Ainda outra ocorrência vale citar. André Valadão, pastor supostamente ungido por lábia divina, mas protegido na prática por roupa de grife e joias caras no braço e no pescoço, em vídeo publicado neste 20 de junho, aconselhou não mandar filhos para a faculdade, pois as meninas se tornam vagabundas, rodadas, doidas; para esse mercenário da fé, faculdades são a porta do inferno. Tudo sob aplausos acumpliciados de machismo trevoso.

O que mais ameaça e assusta é que esses formadores de opinião, uivando ameaças, renegam o pregado. Inimigos do conhecimento libertador, são lobos que se alimentam de dinheiro e de crimes, a julgar pelo que se vê na imprensa e nas redes sociais: um membro da súcia, o pastor Lucinho Barreto, disse recentemente nas redes sociais ter beijado filha na boca, um mulherão (“ah, se eu te pego”, afirmou, sem constrangimento nenhum), também aplaudido por plateia masculina, que não pôde conter sorrisos de satisfação. Joilson Santos, outro pastor dessa rede religiosa, era responsável por ministrar ensino a crianças e jovens, em Guarulhos (SP); ele foi preso em junho do ano passado, acusado de estuprar menores[3]. Como se vê, é compreensível que esses aproveitadores não queiram que jovens possam se educar e formar consciência crítica. Eles nos mostram, ainda, que em algumas células religiosas nossos filhos estão menos protegidos do que nas escolas que atacam.

Por tudo isso, compreende-se que passamos pela pior situação a que o país foi exposto em sua história recente – e talvez remota.

Faz parte desse conjunto de ações o trâmite no Senado de um projeto de lei que tem a finalidade de autorizar a homeschooling[4], que tem a disfarçada intenção de desobrigação à frequência escolar a crianças que se incluem em condições próprias de famílias privilegiadas, para as quais há, no ambiente da escola, a leitura de livros de Tenório e de Ziraldo.

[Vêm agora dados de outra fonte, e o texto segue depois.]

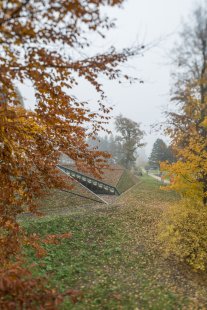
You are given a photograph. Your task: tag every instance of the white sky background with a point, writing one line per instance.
(145, 21)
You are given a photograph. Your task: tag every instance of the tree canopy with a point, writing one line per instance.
(130, 137)
(42, 41)
(160, 152)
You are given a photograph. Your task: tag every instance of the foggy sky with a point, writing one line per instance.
(150, 22)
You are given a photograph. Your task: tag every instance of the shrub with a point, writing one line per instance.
(183, 232)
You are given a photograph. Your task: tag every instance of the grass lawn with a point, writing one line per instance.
(113, 257)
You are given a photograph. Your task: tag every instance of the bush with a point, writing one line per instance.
(183, 232)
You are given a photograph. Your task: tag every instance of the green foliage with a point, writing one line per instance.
(112, 256)
(184, 233)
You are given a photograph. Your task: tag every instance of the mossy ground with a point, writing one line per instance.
(113, 256)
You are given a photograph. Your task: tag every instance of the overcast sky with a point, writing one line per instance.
(147, 22)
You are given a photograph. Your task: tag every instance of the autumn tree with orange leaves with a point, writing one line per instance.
(42, 40)
(184, 229)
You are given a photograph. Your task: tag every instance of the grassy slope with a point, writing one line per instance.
(113, 256)
(126, 181)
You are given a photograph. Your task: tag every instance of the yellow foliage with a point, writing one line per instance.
(183, 232)
(189, 172)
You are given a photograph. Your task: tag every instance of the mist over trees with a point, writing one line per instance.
(43, 42)
(124, 145)
(160, 152)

Mais do que lances de estratégia extremista, a desqualificação dessas obras carece de elementar fundamento; a julgar pelos argumentos evocados, seria preciso censurar obras de Jorge Amado, de Machado de Assis e até da Bíblia, para citarmos apenas poucas fontes de prestígio. Assusta, contudo, que participa desse conjunto complexo de forças, recalcado com intenção nas polêmicas, o racismo.

No texto de Tenório é o drama de negras e de negros o motor ficcional; o autor põe em cena o que brancos não querem ver nem assumir: o massacre material e simbólico de tudo que diz respeito à vida e à cultura negra, na reprodução do tradicional racismo à brasileira, cuja violência perversa não cabe em termos fugidios nem nubilosos. Tenório retrata o drama de ser negro no Brasil, escrevendo dores e martírios com a tinta extraída de sua própria pele.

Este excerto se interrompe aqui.